It's a wonderful feeling to make nourishing medicine from plants right outside your door!
Matu Collins wrote:I steep nettle overnight in cold water
Doc Jones wrote:It's possible to make tea making as complicated as you like but there probably aren't very many medicinal reasons to make it complicated.
Boil the water.
Remove the pot from the heat.
Toss in the herbs and cover.
When it's cool enough to drink, it's ready.
That said, some plants actually prefer cold infusion rather than hot. Typical examples would be plants that depend on a lot of volatile oils for their medicinal punch (lemon balm and its other minty cousins, Uva ursi and nettles are good examples) and plants that contain a lot of mucilage or starches like marshmallow and its cousins, slippery elm, burdock etc...
I think so long as you don't boil your lemon balm or nettles and be sure to use a lid and shake all the good stuff off the lid and back into the pot, you'll probably be fine.

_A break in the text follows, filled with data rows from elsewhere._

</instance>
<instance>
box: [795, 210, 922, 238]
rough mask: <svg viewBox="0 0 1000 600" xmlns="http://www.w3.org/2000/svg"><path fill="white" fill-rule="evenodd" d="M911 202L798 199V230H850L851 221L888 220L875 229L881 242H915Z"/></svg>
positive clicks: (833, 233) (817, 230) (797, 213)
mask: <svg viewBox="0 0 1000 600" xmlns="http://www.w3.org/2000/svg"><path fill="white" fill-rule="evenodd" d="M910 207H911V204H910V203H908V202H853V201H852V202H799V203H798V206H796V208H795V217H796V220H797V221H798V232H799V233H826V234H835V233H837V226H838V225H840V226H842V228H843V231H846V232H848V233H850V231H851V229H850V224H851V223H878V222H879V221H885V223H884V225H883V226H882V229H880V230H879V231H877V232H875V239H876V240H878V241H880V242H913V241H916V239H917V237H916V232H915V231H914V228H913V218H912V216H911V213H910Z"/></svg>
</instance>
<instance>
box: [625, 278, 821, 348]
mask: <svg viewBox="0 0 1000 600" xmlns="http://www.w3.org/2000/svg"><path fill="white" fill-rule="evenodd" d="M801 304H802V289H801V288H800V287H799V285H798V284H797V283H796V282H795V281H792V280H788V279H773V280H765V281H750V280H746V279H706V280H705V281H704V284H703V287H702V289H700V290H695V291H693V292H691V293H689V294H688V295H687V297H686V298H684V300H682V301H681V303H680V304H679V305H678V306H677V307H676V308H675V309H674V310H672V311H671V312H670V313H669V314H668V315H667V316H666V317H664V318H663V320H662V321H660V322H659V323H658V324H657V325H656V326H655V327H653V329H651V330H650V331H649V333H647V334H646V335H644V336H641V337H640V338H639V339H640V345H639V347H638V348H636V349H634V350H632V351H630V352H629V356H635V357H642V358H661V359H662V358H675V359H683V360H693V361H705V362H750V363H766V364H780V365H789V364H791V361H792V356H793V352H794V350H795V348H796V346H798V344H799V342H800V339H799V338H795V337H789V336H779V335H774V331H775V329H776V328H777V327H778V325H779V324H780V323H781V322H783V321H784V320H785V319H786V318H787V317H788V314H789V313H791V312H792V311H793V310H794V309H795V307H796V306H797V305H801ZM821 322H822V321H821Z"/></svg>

Also note that if you get plantain even remotely hot it turns into potassium-rich, green water with no medicinal benefit whatsoever. Use it fresh or juice it and keep the juice in an ice cube tray in the freezer for easy dosing.
Steven Feil wrote:And to make it even more simple (KISS), just add your herb to water, stir and drink it down the hatch. This works better with finely ground herb and/or you don't plan on straining. This is how I do it most of the time. There is also less possible heat damage to the properties of the plant.